Georges Pérec : Ce qui m'intéresse, c'est l'infra ordinaire..."!
Article rédigé par Brigitte Bouzonnie en 2014, mis à jour le 2 février 2022
1°)-GEORGES PEREC ECRIT : "Ce qui m’intéresse, c’est l’infra-ordinaire, le contraire de l’événement. Les journaux passent leur temps à repérer ce qui casse. Pourtant, ce qui est effroyable, ce n’est pas le coup de grisou, c’est le travail à la mine. Il y a une sorte d’anesthésie par le quotidien : on ne fait plus attention à ce qui nous entoure, à ce qui se refait tous les jours, seulement à ce qui déchire le quotidien. » (Libération du 5 mars 1982).

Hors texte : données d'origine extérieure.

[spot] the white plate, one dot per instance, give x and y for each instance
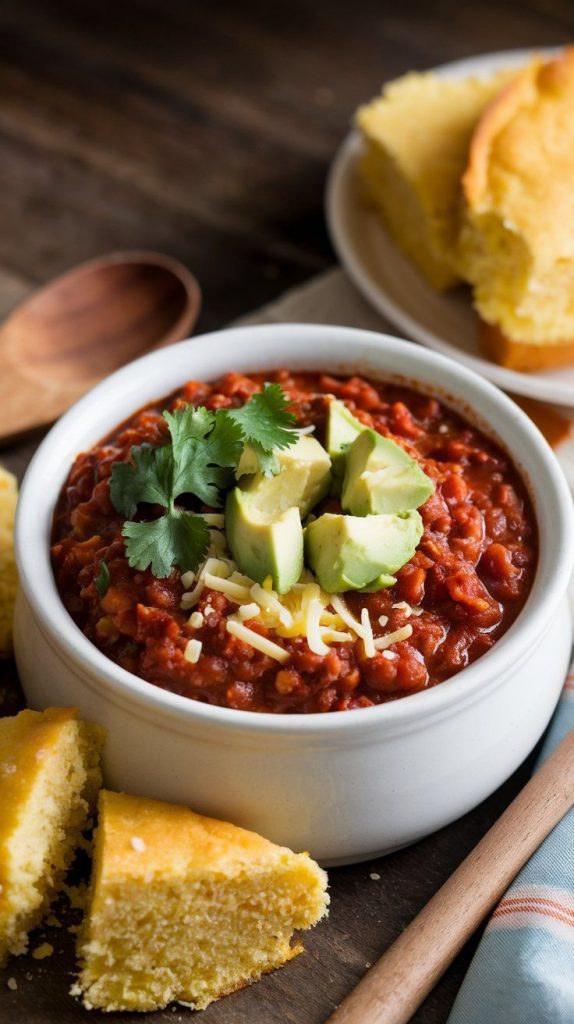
(390, 282)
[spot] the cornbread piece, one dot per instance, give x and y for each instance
(8, 578)
(417, 135)
(517, 244)
(49, 777)
(184, 907)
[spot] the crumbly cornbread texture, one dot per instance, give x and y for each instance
(184, 907)
(49, 777)
(417, 134)
(517, 244)
(8, 577)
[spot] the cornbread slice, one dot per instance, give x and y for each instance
(417, 134)
(185, 907)
(49, 776)
(8, 578)
(517, 243)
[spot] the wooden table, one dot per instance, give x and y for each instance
(205, 129)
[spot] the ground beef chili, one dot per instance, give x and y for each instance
(471, 573)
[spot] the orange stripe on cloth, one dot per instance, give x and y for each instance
(533, 903)
(538, 911)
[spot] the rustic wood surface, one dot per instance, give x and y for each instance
(205, 129)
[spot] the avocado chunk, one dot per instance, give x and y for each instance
(264, 542)
(303, 479)
(381, 477)
(342, 429)
(354, 552)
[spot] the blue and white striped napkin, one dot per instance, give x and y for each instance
(523, 971)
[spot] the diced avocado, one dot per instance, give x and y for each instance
(381, 477)
(248, 464)
(264, 542)
(303, 479)
(342, 429)
(353, 552)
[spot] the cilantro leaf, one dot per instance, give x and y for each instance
(205, 455)
(205, 449)
(264, 419)
(174, 539)
(101, 582)
(146, 478)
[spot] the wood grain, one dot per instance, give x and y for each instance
(205, 130)
(83, 326)
(395, 987)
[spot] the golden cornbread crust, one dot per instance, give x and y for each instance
(183, 907)
(8, 576)
(416, 137)
(49, 775)
(517, 245)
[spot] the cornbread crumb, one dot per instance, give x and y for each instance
(42, 951)
(416, 136)
(516, 244)
(43, 809)
(204, 909)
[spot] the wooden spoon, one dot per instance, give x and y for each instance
(398, 983)
(83, 326)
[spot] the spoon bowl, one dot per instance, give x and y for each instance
(85, 325)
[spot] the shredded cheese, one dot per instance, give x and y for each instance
(368, 642)
(403, 634)
(403, 606)
(314, 639)
(254, 639)
(192, 651)
(339, 604)
(248, 610)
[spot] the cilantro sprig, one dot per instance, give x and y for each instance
(201, 459)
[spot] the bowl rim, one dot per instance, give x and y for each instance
(36, 576)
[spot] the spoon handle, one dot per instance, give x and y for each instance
(399, 982)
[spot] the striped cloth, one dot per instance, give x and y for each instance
(523, 971)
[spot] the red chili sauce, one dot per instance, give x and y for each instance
(471, 573)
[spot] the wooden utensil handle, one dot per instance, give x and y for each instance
(405, 974)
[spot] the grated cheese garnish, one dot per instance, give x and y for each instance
(254, 639)
(403, 634)
(314, 609)
(368, 641)
(192, 651)
(248, 610)
(338, 603)
(403, 606)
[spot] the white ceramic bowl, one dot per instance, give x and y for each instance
(346, 785)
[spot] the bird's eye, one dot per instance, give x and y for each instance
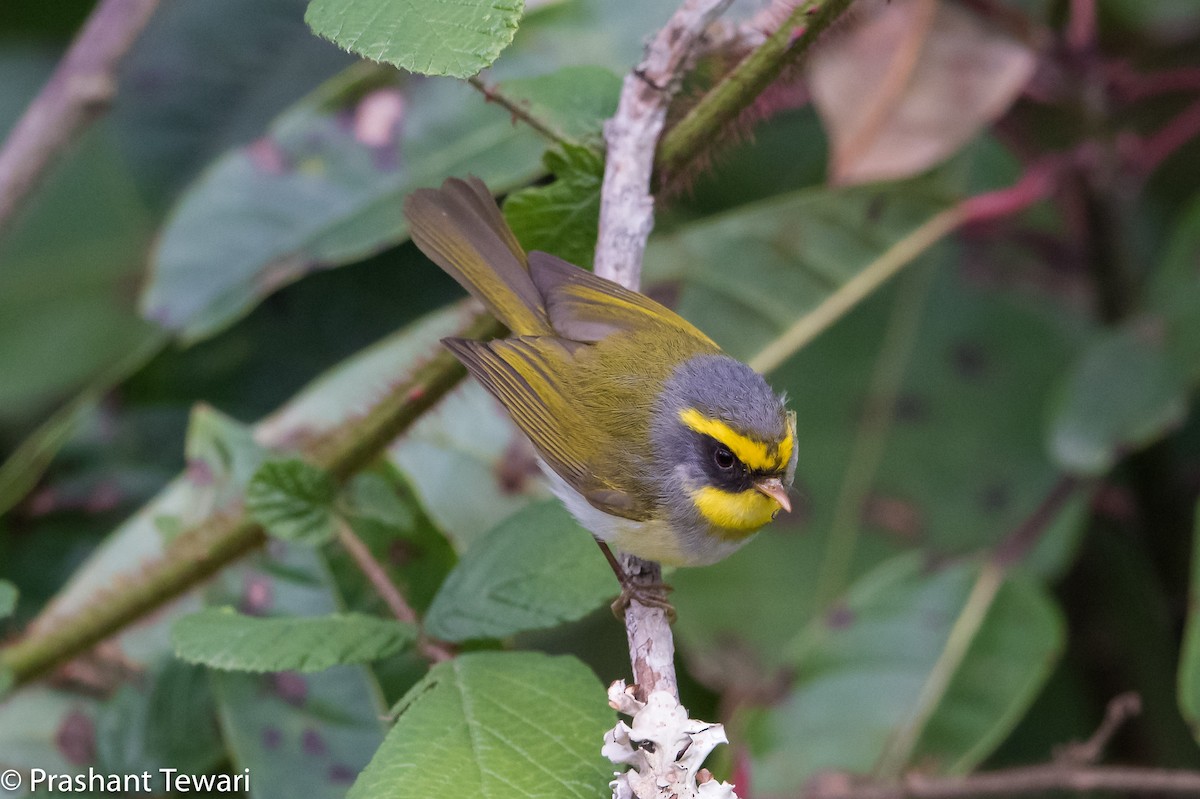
(724, 458)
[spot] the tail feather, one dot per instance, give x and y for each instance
(462, 230)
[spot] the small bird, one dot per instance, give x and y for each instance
(657, 442)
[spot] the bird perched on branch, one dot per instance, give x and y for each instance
(655, 440)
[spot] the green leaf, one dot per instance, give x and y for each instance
(468, 440)
(294, 502)
(1189, 656)
(258, 58)
(792, 252)
(220, 449)
(982, 365)
(372, 496)
(323, 187)
(573, 101)
(447, 37)
(1177, 270)
(223, 638)
(1129, 388)
(165, 721)
(496, 725)
(538, 569)
(46, 728)
(7, 599)
(299, 734)
(563, 217)
(1122, 394)
(949, 658)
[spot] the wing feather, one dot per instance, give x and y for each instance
(586, 307)
(521, 374)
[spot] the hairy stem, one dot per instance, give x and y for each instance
(735, 92)
(79, 90)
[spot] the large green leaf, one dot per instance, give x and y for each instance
(975, 379)
(790, 252)
(227, 452)
(496, 725)
(166, 721)
(573, 102)
(298, 734)
(46, 728)
(1129, 388)
(322, 188)
(538, 569)
(204, 77)
(949, 659)
(468, 440)
(1189, 658)
(563, 217)
(226, 640)
(449, 37)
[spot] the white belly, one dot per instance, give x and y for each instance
(648, 540)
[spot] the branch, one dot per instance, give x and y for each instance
(737, 90)
(432, 650)
(1026, 780)
(1073, 769)
(627, 216)
(201, 552)
(79, 90)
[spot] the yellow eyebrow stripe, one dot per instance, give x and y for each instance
(755, 455)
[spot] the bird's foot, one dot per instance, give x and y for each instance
(653, 595)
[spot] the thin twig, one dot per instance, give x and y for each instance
(493, 95)
(432, 650)
(627, 209)
(1121, 709)
(627, 216)
(202, 551)
(1159, 146)
(1073, 769)
(79, 90)
(1024, 780)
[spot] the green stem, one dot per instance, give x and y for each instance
(737, 90)
(202, 551)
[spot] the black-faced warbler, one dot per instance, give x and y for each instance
(655, 440)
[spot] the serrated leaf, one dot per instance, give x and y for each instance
(299, 734)
(563, 217)
(1189, 656)
(538, 569)
(573, 101)
(496, 725)
(323, 187)
(294, 502)
(371, 496)
(167, 720)
(447, 37)
(226, 640)
(222, 446)
(468, 440)
(888, 641)
(7, 599)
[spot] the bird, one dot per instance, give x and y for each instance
(655, 440)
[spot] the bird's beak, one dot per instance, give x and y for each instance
(774, 488)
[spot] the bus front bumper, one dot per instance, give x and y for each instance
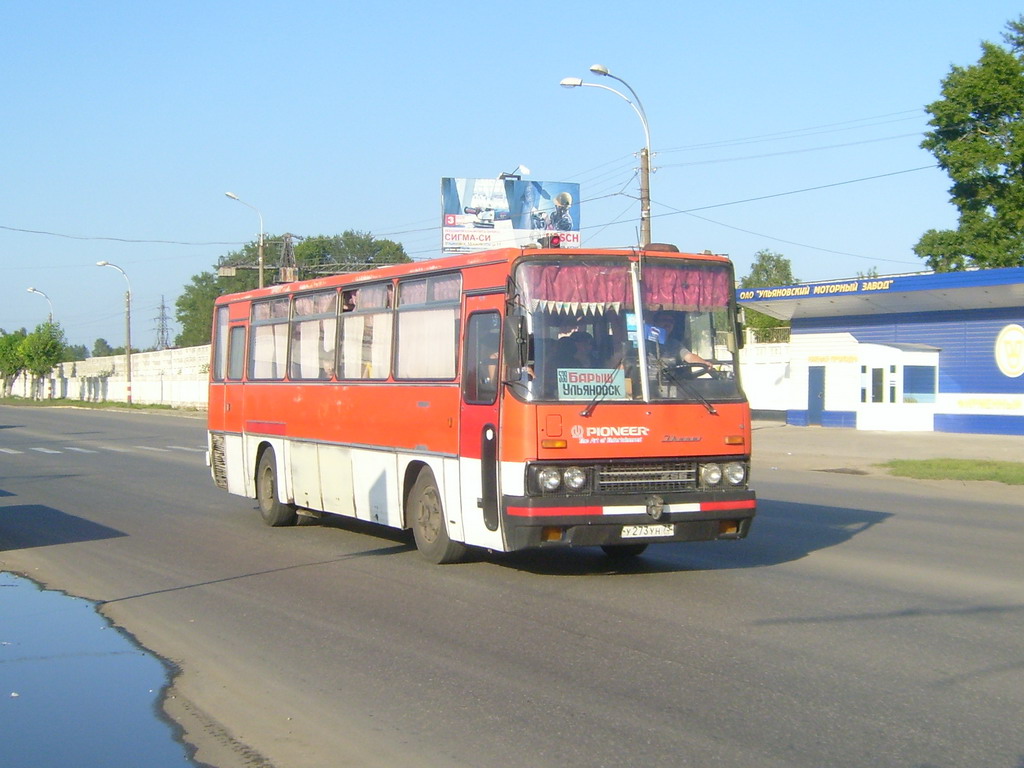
(591, 521)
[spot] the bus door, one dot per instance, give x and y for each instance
(481, 373)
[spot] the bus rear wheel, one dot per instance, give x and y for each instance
(426, 515)
(273, 511)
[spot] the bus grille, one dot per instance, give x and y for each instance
(646, 477)
(217, 462)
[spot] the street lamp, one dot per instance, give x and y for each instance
(127, 324)
(644, 154)
(35, 290)
(232, 196)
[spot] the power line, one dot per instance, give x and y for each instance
(113, 239)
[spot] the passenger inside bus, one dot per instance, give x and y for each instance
(674, 349)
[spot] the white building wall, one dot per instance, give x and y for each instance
(179, 378)
(170, 377)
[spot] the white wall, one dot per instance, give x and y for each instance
(170, 377)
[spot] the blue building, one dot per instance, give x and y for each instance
(907, 352)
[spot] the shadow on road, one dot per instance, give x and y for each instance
(30, 525)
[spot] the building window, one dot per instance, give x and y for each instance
(919, 383)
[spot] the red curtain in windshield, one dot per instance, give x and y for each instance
(671, 287)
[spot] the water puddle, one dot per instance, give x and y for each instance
(75, 690)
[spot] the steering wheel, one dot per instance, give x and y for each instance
(692, 370)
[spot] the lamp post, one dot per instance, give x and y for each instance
(232, 196)
(127, 325)
(644, 154)
(35, 290)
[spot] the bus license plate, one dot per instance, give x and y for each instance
(647, 531)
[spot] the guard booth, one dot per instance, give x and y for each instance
(904, 352)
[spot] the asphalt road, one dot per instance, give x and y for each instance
(867, 621)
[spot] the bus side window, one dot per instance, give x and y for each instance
(480, 365)
(236, 352)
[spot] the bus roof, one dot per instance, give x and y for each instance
(455, 261)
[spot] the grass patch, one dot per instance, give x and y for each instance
(1011, 473)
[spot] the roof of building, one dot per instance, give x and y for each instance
(922, 292)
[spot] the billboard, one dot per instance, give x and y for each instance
(482, 213)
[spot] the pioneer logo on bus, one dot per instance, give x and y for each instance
(608, 434)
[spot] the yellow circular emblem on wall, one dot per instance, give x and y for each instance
(1010, 350)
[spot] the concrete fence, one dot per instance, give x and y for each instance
(170, 377)
(179, 378)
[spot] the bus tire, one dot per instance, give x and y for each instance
(426, 515)
(624, 551)
(270, 508)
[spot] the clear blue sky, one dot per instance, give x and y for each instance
(124, 123)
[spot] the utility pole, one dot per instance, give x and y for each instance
(163, 327)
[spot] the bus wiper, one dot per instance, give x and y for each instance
(689, 390)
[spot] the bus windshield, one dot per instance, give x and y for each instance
(580, 335)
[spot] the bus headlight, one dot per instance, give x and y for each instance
(711, 474)
(576, 478)
(735, 473)
(549, 478)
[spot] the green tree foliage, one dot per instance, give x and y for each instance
(101, 348)
(43, 348)
(350, 251)
(769, 268)
(11, 359)
(978, 138)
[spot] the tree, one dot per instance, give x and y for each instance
(978, 139)
(350, 251)
(769, 268)
(42, 349)
(11, 359)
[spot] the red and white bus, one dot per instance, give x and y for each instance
(503, 399)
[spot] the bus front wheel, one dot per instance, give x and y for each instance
(273, 511)
(426, 515)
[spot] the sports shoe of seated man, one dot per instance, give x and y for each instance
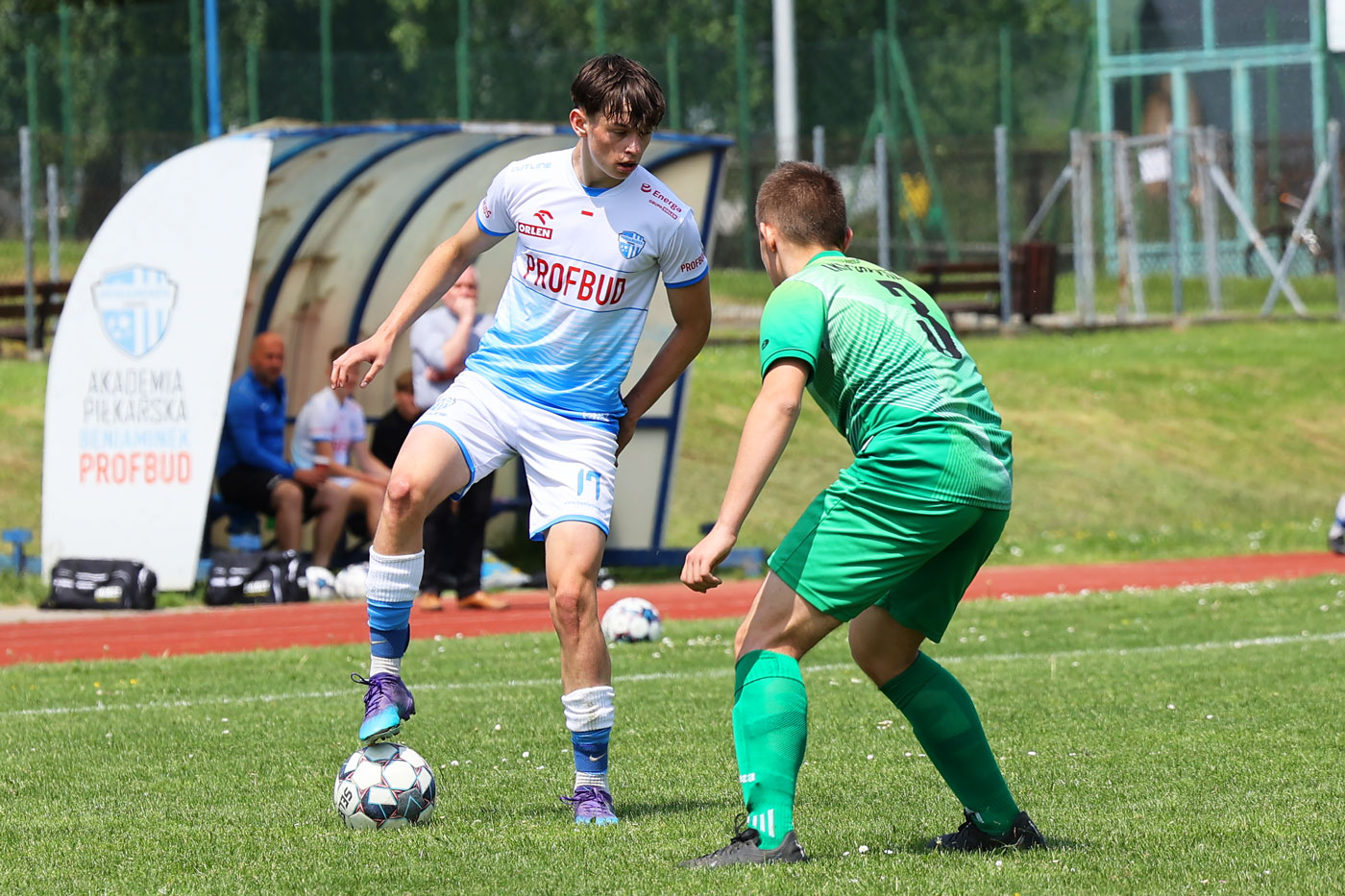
(386, 704)
(968, 838)
(592, 806)
(480, 600)
(746, 849)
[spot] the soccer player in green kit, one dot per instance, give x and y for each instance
(890, 546)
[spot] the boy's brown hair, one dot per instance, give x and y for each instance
(804, 204)
(622, 90)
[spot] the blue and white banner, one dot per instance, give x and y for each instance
(136, 304)
(141, 362)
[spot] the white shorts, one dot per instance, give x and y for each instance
(571, 465)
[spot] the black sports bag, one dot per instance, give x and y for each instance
(257, 577)
(101, 584)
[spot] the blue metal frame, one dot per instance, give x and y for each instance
(380, 258)
(278, 278)
(212, 67)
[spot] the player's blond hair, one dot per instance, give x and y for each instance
(621, 90)
(804, 204)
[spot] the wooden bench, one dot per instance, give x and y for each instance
(44, 308)
(1032, 281)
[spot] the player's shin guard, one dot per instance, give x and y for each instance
(944, 721)
(589, 714)
(770, 734)
(390, 588)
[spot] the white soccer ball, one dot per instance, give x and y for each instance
(632, 619)
(350, 581)
(322, 583)
(383, 786)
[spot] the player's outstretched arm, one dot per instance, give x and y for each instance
(764, 436)
(690, 308)
(436, 275)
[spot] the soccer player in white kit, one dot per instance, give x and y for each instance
(595, 231)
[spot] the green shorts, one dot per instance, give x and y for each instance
(858, 545)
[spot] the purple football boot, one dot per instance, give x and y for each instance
(592, 806)
(386, 704)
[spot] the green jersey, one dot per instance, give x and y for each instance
(892, 378)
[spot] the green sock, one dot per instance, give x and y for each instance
(945, 724)
(770, 732)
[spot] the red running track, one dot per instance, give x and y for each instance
(64, 635)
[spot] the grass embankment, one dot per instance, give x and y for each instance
(1129, 443)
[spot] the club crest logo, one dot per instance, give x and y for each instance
(134, 305)
(629, 242)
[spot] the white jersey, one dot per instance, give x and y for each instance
(327, 419)
(582, 275)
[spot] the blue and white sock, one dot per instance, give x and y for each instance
(589, 714)
(390, 588)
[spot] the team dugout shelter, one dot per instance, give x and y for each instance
(311, 231)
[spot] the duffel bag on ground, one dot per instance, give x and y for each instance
(101, 584)
(257, 577)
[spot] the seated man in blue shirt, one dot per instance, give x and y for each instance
(252, 467)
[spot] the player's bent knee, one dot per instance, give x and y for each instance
(403, 496)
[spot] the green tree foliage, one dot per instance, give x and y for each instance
(131, 71)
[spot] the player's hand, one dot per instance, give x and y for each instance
(702, 560)
(624, 432)
(373, 351)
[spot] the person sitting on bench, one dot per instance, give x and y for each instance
(252, 469)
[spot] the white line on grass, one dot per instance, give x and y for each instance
(1270, 641)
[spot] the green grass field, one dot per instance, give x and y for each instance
(1129, 444)
(1167, 741)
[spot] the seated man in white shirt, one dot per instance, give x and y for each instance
(331, 430)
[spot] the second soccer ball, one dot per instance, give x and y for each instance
(632, 619)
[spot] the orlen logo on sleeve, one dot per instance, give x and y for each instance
(534, 230)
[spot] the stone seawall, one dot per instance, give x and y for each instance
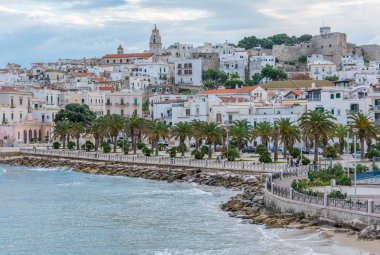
(338, 215)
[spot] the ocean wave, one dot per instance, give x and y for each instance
(70, 184)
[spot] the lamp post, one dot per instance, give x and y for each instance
(355, 130)
(136, 132)
(300, 145)
(226, 123)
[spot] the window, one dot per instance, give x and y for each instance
(219, 117)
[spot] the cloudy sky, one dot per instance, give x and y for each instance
(43, 30)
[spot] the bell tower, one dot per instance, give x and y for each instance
(120, 50)
(155, 45)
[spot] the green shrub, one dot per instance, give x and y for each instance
(197, 154)
(265, 157)
(231, 154)
(261, 149)
(337, 194)
(147, 152)
(373, 153)
(294, 152)
(88, 146)
(140, 146)
(305, 161)
(204, 149)
(71, 145)
(56, 145)
(361, 168)
(106, 147)
(331, 152)
(172, 152)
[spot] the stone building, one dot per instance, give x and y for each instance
(155, 44)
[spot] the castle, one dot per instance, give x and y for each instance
(332, 45)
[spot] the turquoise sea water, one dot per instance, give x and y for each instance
(51, 211)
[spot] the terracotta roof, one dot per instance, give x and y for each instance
(296, 84)
(295, 92)
(233, 99)
(99, 79)
(171, 102)
(8, 90)
(83, 74)
(106, 88)
(131, 55)
(245, 89)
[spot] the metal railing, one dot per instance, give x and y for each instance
(159, 160)
(322, 199)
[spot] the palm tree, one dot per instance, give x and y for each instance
(340, 133)
(196, 127)
(264, 131)
(156, 130)
(61, 131)
(98, 129)
(76, 130)
(134, 124)
(316, 122)
(212, 133)
(289, 133)
(181, 130)
(240, 132)
(115, 124)
(364, 126)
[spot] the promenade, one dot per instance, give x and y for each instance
(241, 166)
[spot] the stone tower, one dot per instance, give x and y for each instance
(155, 45)
(120, 50)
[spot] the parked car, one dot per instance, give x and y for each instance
(279, 149)
(320, 151)
(163, 142)
(248, 149)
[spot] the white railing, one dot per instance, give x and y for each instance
(186, 162)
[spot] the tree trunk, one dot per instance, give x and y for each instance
(316, 142)
(276, 148)
(361, 148)
(134, 138)
(114, 138)
(96, 144)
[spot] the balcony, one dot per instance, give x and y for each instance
(314, 99)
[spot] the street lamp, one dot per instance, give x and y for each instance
(355, 130)
(226, 123)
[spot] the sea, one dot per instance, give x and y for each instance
(59, 211)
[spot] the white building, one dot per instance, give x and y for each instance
(236, 63)
(320, 69)
(341, 102)
(188, 72)
(257, 63)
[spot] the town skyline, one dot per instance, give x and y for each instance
(49, 30)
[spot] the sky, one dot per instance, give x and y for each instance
(46, 30)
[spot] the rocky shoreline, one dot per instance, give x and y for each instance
(248, 205)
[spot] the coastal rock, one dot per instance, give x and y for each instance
(371, 232)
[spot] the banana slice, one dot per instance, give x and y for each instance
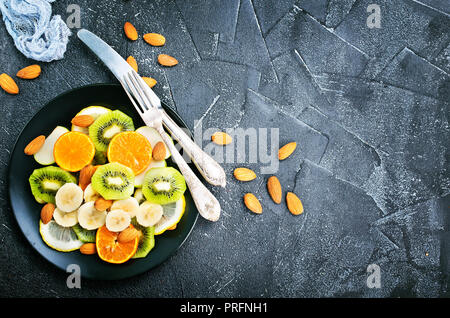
(69, 197)
(129, 205)
(66, 219)
(149, 214)
(90, 194)
(89, 217)
(117, 220)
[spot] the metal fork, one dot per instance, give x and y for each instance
(205, 201)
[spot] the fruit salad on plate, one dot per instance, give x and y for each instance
(105, 186)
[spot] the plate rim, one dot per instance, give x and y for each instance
(171, 113)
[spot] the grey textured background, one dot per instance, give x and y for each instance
(367, 107)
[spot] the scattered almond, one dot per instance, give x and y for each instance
(8, 84)
(130, 31)
(274, 188)
(149, 81)
(29, 72)
(159, 151)
(88, 249)
(47, 212)
(34, 145)
(102, 204)
(127, 235)
(244, 174)
(294, 204)
(286, 150)
(154, 39)
(83, 120)
(132, 61)
(221, 138)
(252, 203)
(85, 176)
(167, 60)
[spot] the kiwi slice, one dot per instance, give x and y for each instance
(163, 185)
(113, 181)
(107, 126)
(45, 182)
(85, 236)
(146, 240)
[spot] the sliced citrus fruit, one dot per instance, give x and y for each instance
(73, 151)
(130, 149)
(60, 238)
(110, 250)
(172, 214)
(94, 111)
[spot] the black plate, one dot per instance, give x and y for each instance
(59, 112)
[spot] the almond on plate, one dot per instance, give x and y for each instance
(8, 84)
(167, 60)
(294, 204)
(102, 204)
(252, 203)
(274, 188)
(88, 249)
(127, 235)
(286, 150)
(221, 138)
(34, 145)
(83, 120)
(29, 72)
(130, 31)
(244, 174)
(149, 81)
(47, 212)
(154, 39)
(132, 61)
(159, 151)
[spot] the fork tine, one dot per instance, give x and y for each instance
(125, 88)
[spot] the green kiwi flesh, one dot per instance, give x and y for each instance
(105, 127)
(45, 182)
(113, 181)
(163, 185)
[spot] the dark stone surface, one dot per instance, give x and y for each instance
(368, 109)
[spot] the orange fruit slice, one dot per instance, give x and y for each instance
(110, 250)
(73, 151)
(130, 149)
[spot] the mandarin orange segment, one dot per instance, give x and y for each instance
(110, 250)
(73, 150)
(130, 149)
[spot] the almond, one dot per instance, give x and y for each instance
(34, 145)
(294, 204)
(221, 138)
(244, 174)
(159, 151)
(286, 150)
(132, 61)
(167, 60)
(83, 120)
(274, 188)
(102, 204)
(154, 39)
(127, 235)
(29, 72)
(47, 212)
(8, 84)
(85, 176)
(252, 203)
(130, 31)
(88, 249)
(149, 81)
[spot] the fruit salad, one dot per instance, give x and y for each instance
(103, 189)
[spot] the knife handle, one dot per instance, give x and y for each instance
(207, 166)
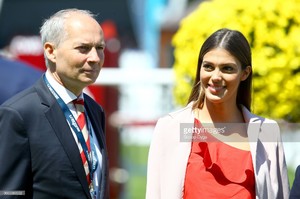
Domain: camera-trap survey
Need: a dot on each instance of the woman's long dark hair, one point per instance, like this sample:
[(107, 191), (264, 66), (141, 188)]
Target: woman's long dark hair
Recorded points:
[(237, 45)]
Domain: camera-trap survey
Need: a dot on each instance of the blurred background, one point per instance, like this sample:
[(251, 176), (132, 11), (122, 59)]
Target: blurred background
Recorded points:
[(151, 53)]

2°)-Brigitte Bouzonnie : ce qui intéressent les journaleux aux ordres, à deux neurones, ce sont des choses extra-ordinaires. Ce n'est jamais la vie en train de se faire : l’ennui, la misère quotidienne de ceux qui n'ont plus rien dans le frigo, a compter du 10 du mois. Ou de ceux qui envoient leur CV, à des offres d'emploi hypocrites et truquées, ou le candidat maison est choisi à l'avance. Ou les lettres de refus criant, puant, leur refus à travers l'enveloppe même pas ouverte...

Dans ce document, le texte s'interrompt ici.